Ad esempio, Orietta Berti era diventata – negli ultimi tempi – un personaggio televisivo che tendeva a far ridere e che partecipava spesso al programma di Fabio Fazio. Aveva un po’ lasciato la sua identità di cantante, anche perché portava avanti un repertorio che era fermo ai tempi passati. Passando dal Festival, è diventata un’altra e, grazie a una serie di coincidenze fortunate, è stata rilanciata nel mercato.
Tra i Big annunciati, tifa per qualcuno? Chi, tra i nomi di questa edizione, pensa che abbia tutte le potenzialità per vincere?

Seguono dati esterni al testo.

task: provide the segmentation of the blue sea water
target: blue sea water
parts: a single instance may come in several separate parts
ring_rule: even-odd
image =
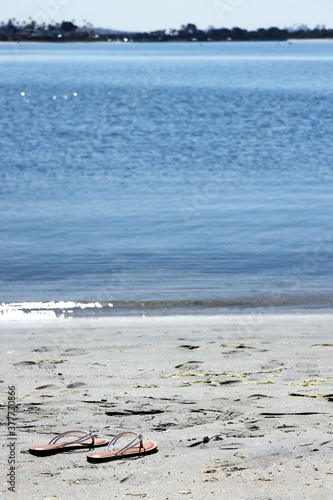
[[[2,311],[332,306],[333,42],[1,44],[0,111]]]

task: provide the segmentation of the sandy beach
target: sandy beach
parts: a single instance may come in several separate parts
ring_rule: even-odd
[[[1,498],[333,498],[332,320],[0,321]],[[81,450],[29,454],[72,429],[140,432],[158,453],[102,464]]]

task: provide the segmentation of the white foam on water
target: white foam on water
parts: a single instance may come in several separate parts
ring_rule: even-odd
[[[63,314],[73,313],[73,309],[101,309],[100,302],[13,302],[0,304],[0,320],[12,319],[55,319]],[[111,307],[109,305],[109,307]],[[56,313],[58,311],[58,314]],[[61,311],[62,314],[59,314]]]
[[[3,309],[0,311],[0,321],[2,320],[38,320],[55,319],[57,317],[54,311],[29,311],[21,309]]]

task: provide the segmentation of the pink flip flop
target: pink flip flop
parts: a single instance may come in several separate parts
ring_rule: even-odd
[[[122,438],[123,436],[127,436],[128,434],[134,435],[134,438],[131,439],[129,443],[127,443],[122,448],[116,448],[116,442]],[[157,443],[155,441],[143,441],[142,434],[136,434],[135,432],[121,432],[117,436],[115,436],[108,444],[106,451],[93,451],[88,453],[87,460],[88,462],[108,462],[110,460],[119,460],[123,458],[137,457],[148,455],[150,453],[157,452]]]
[[[76,439],[70,441],[62,441],[66,436],[73,436]],[[78,450],[88,448],[92,450],[97,446],[105,446],[109,442],[108,439],[95,438],[91,432],[79,430],[66,431],[55,436],[49,444],[32,446],[29,448],[29,453],[37,456],[53,455],[54,453],[62,453],[63,451]]]

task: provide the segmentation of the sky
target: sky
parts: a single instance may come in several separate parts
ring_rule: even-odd
[[[10,0],[1,1],[0,21],[29,17],[38,24],[73,21],[82,26],[124,31],[154,31],[193,23],[246,29],[291,27],[333,28],[332,0]]]

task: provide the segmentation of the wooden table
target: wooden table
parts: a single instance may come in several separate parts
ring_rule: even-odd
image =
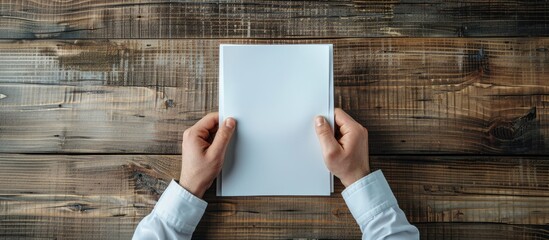
[[[545,1],[0,0],[0,239],[129,239],[217,110],[220,43],[333,43],[422,239],[549,238]],[[331,197],[215,197],[197,239],[356,239]]]

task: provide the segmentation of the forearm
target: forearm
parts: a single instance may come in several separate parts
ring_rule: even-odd
[[[137,226],[133,239],[191,239],[206,206],[172,180],[151,214]]]
[[[380,170],[351,184],[342,195],[363,239],[419,239]]]

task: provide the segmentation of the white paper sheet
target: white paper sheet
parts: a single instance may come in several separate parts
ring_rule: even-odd
[[[332,45],[220,45],[219,118],[237,121],[218,196],[330,195],[314,117],[333,126]]]

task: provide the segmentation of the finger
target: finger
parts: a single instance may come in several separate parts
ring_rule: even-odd
[[[339,154],[342,150],[341,145],[335,139],[334,132],[324,117],[315,118],[315,130],[324,157],[330,159],[331,156]]]
[[[189,131],[189,134],[202,139],[208,139],[210,133],[215,132],[218,123],[219,114],[217,112],[208,113],[191,127],[192,129]]]
[[[334,110],[334,114],[335,114],[335,122],[340,127],[345,124],[356,123],[356,121],[351,116],[349,116],[349,114],[343,111],[341,108],[336,108]]]
[[[219,113],[212,112],[204,116],[198,122],[194,124],[194,127],[206,129],[208,131],[214,129],[219,123]]]
[[[344,112],[341,108],[336,108],[334,111],[335,123],[339,128],[341,135],[349,133],[353,126],[359,124],[349,114]]]
[[[226,118],[223,124],[219,125],[219,129],[215,134],[212,145],[208,148],[208,154],[214,156],[225,156],[227,145],[231,141],[234,129],[236,127],[236,121],[233,118]]]

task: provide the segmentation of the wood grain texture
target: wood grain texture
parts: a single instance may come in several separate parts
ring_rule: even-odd
[[[547,239],[545,226],[475,223],[419,223],[421,239]]]
[[[545,1],[0,1],[0,38],[548,36]]]
[[[422,238],[549,236],[544,157],[376,156],[371,163]],[[127,239],[179,169],[179,155],[2,154],[0,235]],[[195,236],[359,238],[336,183],[331,197],[218,198],[212,188]]]
[[[373,154],[549,153],[548,38],[3,41],[0,152],[179,153],[220,43],[333,43]]]
[[[131,238],[179,175],[180,155],[162,154],[217,110],[220,43],[333,43],[335,105],[368,127],[372,168],[422,239],[549,239],[548,12],[0,0],[0,239]],[[195,238],[359,239],[335,182],[330,197],[212,188]]]

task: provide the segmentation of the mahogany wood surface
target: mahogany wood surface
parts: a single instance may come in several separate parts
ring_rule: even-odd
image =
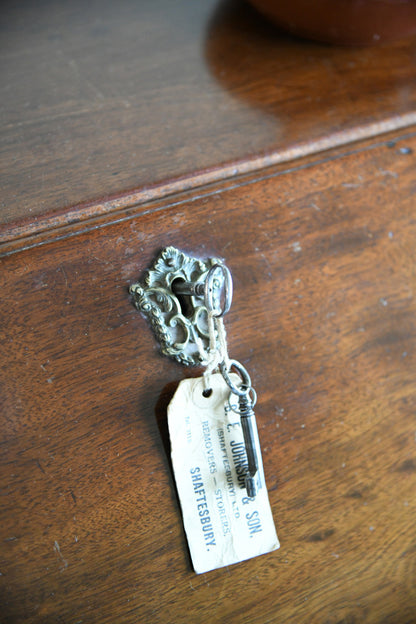
[[[415,39],[314,44],[235,0],[5,0],[0,29],[6,239],[416,122]]]
[[[3,257],[4,624],[416,622],[415,151],[396,133]],[[128,295],[170,244],[233,273],[281,540],[201,576],[166,451],[198,371]]]

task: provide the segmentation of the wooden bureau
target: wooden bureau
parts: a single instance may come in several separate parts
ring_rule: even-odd
[[[416,40],[239,2],[3,9],[0,621],[416,622]],[[222,257],[280,550],[196,575],[128,294]]]

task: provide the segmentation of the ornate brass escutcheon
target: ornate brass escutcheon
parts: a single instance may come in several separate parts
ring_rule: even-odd
[[[223,267],[217,258],[202,261],[167,247],[143,281],[130,287],[134,304],[150,321],[162,353],[181,364],[200,364],[201,352],[208,348],[207,277],[213,275],[209,297],[219,308],[226,281],[223,271],[212,271],[215,266]]]

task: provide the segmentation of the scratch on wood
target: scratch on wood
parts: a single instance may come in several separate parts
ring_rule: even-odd
[[[381,169],[381,167],[379,167],[378,172],[376,173],[376,175],[381,175],[381,176],[390,176],[392,178],[398,178],[398,174],[395,171],[388,171],[386,169]]]
[[[317,531],[317,533],[313,533],[313,535],[309,535],[306,540],[308,542],[323,542],[328,539],[335,533],[335,529],[323,529],[322,531]]]
[[[58,557],[60,558],[60,560],[62,561],[62,563],[64,564],[64,568],[68,567],[68,562],[64,559],[62,553],[61,553],[61,549],[59,547],[58,542],[55,540],[55,543],[53,545],[53,549],[56,552],[56,554],[58,555]]]
[[[43,472],[43,474],[46,474],[44,469],[42,468],[42,464],[40,463],[38,459],[36,460],[36,466],[39,468],[41,472]]]
[[[65,272],[64,267],[63,266],[58,267],[57,271],[61,271],[61,273],[62,273],[62,275],[64,276],[64,279],[65,279],[65,285],[68,288],[68,277],[67,277],[67,274]]]

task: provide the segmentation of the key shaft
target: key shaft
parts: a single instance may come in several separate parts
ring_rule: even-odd
[[[247,490],[247,495],[250,498],[254,498],[258,490],[257,473],[259,470],[256,416],[254,414],[253,404],[248,392],[240,395],[238,401],[241,418],[241,428],[243,430],[248,464],[248,470],[245,477],[245,486]]]

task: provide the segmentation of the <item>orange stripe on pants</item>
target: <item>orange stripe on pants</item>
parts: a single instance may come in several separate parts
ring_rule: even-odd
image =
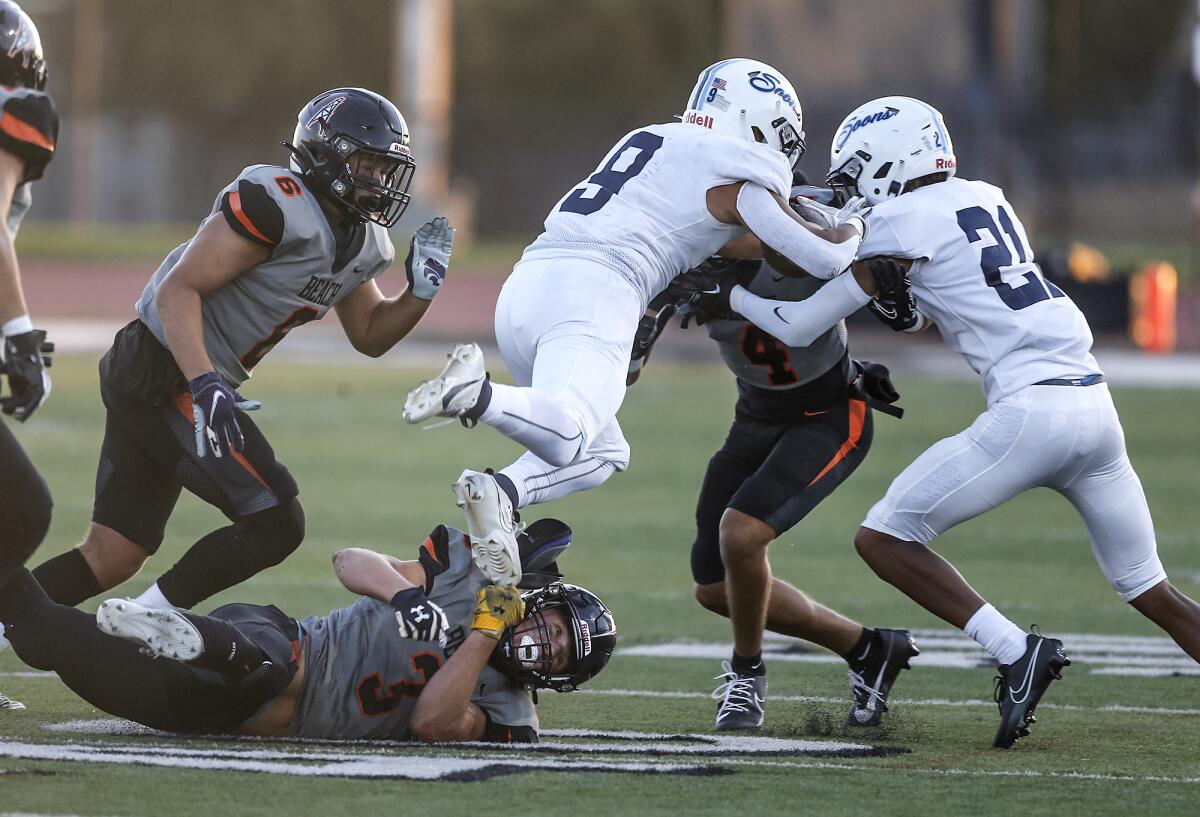
[[[829,473],[835,465],[846,458],[854,447],[858,445],[859,438],[862,437],[863,423],[867,419],[867,404],[862,400],[850,400],[850,434],[846,437],[846,441],[842,443],[841,448],[833,455],[833,459],[825,463],[825,467],[821,469],[821,473],[813,477],[812,482],[806,485],[806,488],[811,488],[817,480]]]

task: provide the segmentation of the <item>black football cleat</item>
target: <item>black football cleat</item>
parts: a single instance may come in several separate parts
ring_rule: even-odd
[[[1017,738],[1029,734],[1038,701],[1051,681],[1062,678],[1063,667],[1070,665],[1071,659],[1057,638],[1046,638],[1036,631],[1025,636],[1025,654],[1011,664],[1002,664],[996,676],[1000,728],[993,746],[1007,749]]]
[[[717,704],[717,731],[760,729],[763,723],[763,704],[767,702],[766,675],[740,675],[728,661],[721,662],[721,684],[713,690]]]
[[[901,670],[911,669],[909,659],[921,654],[908,630],[876,629],[878,638],[864,655],[852,657],[850,694],[854,705],[847,726],[878,726],[887,712],[888,693]]]

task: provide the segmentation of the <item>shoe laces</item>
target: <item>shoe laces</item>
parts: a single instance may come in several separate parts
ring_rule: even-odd
[[[850,694],[854,696],[854,700],[859,707],[865,708],[872,704],[882,704],[884,702],[883,693],[868,684],[867,679],[854,670],[850,670],[848,674],[850,676]]]
[[[996,709],[1000,714],[1004,714],[1004,690],[1008,687],[1008,679],[1001,674],[996,675],[996,686],[992,689],[992,699],[996,702]]]
[[[750,712],[757,709],[758,699],[754,693],[753,675],[738,675],[728,661],[721,662],[720,675],[714,675],[714,681],[725,680],[712,691],[712,699],[721,702],[721,712]]]

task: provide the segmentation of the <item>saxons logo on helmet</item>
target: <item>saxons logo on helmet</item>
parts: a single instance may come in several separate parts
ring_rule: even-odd
[[[905,192],[914,179],[953,176],[956,167],[938,110],[912,97],[886,96],[860,105],[842,121],[825,181],[842,199],[863,196],[875,205]]]
[[[796,91],[783,74],[757,60],[724,60],[701,71],[681,118],[772,147],[793,170],[804,155],[804,116]]]
[[[335,88],[300,111],[292,169],[337,201],[347,217],[391,227],[408,207],[416,162],[396,106],[364,88]]]

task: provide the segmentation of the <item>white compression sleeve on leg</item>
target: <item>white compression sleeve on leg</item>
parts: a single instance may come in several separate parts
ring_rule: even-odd
[[[871,300],[853,275],[839,275],[803,301],[770,301],[743,286],[729,293],[729,306],[788,346],[807,346]]]
[[[815,278],[828,281],[854,260],[862,235],[841,244],[826,241],[783,211],[771,191],[751,182],[737,197],[742,222],[758,239]]]
[[[557,466],[572,462],[585,444],[579,421],[537,389],[493,383],[479,420]]]
[[[517,489],[518,508],[553,502],[577,491],[590,490],[616,472],[616,464],[597,457],[583,457],[555,468],[532,453],[526,453],[512,465],[500,469]]]

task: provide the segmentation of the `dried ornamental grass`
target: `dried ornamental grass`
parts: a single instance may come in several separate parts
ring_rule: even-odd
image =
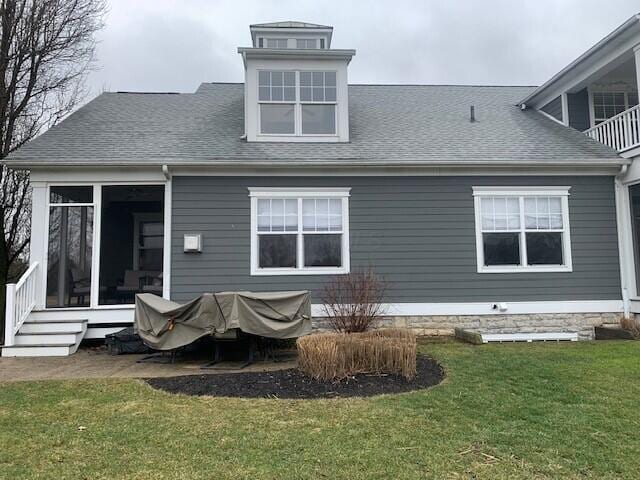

Tifo per Marcella Bella perché sono l’autore del suo pezzo, ma se devo pensare a chi potrebbe vincere direi senz’altro Irama, perché porterà un pezzo bellissimo e scritto da Blanco. Nel corso degli anni, si è sempre mosso tra la quarta e la settima posizione al Festival, ma questo potrebbe essere il suo anno se indovinano tutte le mosse. Spesso è anche una questione di fortuna: prima di Sanremo dello scorso anno, pronosticarono Angelina Mango ma sembrava improbabile una sua vittoria. Per Irama è un po’ più facile, perché è amatissimo dalle nuove e vecchie generazioni.
Futuri progetti?
Scrivere canzoni. A fine febbraio uscirà un altro libro che parla sempre di musica, e continuerò intanto a lavorare ai dischi. Si dovrà iniziare a lavorare con gli artisti del Festival, tra cui anche Marcella Bella, con cui potremo organizzare dei live e altri progetti.